The Jeffrey family, now with another son Leonard, first moved to Thorn Street before settling on Watt Street, Sabden.  At the age of five, Charles attended Sabden Council School and after passing his exams at the age of eleven, went on to the Burnley Junior Commercial School.  When Charles was fifteen the family moved to The Chapel House, Hebrew Road, Burnley where his father became caretaker at the Ebenezer Baptist Church and Sunday School.

 At the outbreak of World War 2 Charles, who was working at Messr’s Kneeshaw and Moffat Chartered Accountants, Burnley, enlisted into the R.A.O.C and served in France until the evacuation of Dunkirk in 1940.  On being commissioned in April 1943 he was transferred to the Royal Artillery.

In June 1942 Charles returned to Sabden when he was best man at the wedding of Harold Bridge and Marion Parfitt.  It was Mr and Mrs Bridge who arranged for him to meet another friend of theirs, Alice Wood, whilst they were both stationed  in London.  Alice was serving in the W.A.A.F as a driver to the famous organist Reginald Dixon, who at the time was an officer in the R.A.F.  Charles was to visit Sabden for the last time when he married Alice at the village Baptist Chapel in July 1943.  

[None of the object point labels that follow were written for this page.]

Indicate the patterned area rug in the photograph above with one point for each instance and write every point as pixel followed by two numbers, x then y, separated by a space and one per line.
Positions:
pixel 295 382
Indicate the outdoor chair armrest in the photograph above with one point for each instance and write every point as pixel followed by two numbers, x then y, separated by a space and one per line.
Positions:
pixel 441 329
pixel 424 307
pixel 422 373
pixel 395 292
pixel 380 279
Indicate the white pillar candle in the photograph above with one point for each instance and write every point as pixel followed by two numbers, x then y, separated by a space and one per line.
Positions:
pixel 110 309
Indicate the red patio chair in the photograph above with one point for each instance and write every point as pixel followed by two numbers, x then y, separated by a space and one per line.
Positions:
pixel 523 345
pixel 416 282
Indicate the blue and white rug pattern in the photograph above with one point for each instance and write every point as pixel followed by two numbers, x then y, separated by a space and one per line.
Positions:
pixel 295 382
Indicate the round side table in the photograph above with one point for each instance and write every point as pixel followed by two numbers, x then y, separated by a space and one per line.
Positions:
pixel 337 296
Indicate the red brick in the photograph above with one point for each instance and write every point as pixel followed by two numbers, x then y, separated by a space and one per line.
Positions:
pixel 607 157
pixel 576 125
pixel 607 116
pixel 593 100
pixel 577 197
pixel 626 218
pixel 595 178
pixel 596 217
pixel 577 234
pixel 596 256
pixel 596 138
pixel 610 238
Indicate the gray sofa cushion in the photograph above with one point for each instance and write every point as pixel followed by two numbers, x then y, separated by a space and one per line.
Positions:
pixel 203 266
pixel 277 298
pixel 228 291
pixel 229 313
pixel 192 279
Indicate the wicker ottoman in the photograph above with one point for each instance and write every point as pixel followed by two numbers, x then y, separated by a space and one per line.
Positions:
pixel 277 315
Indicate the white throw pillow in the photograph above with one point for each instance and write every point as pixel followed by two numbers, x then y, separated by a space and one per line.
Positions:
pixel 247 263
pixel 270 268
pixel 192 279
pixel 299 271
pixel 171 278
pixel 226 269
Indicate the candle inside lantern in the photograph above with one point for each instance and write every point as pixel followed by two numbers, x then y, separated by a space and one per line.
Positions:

Charles, now serving in the East Lancashire Regiment went out to France on the 28th June 1944.  They were sent to the Caen area of Normandy where the Germans had so far repulsed the allies' attempts to capture the town, inflicting heavy losses.  On the 16th July, Charles’s company was to take part in an attack to capture a stretch of the Villers-Bocage-Road.  The start time was 05.30 and almost immediately came under heavy resistance.  Shortly after 07.30,  whilst trying to outflank an enemy position, Charles was killed.  The objective wasn’t captured until 48 hours later at a cost of over 200 casualties. 

Charles was buried at the Fontenay-le-Pesnel War Cemetery, Tessel, Calvados, France.

 In Sabden his name does not appear on either the school or church memorial plaques.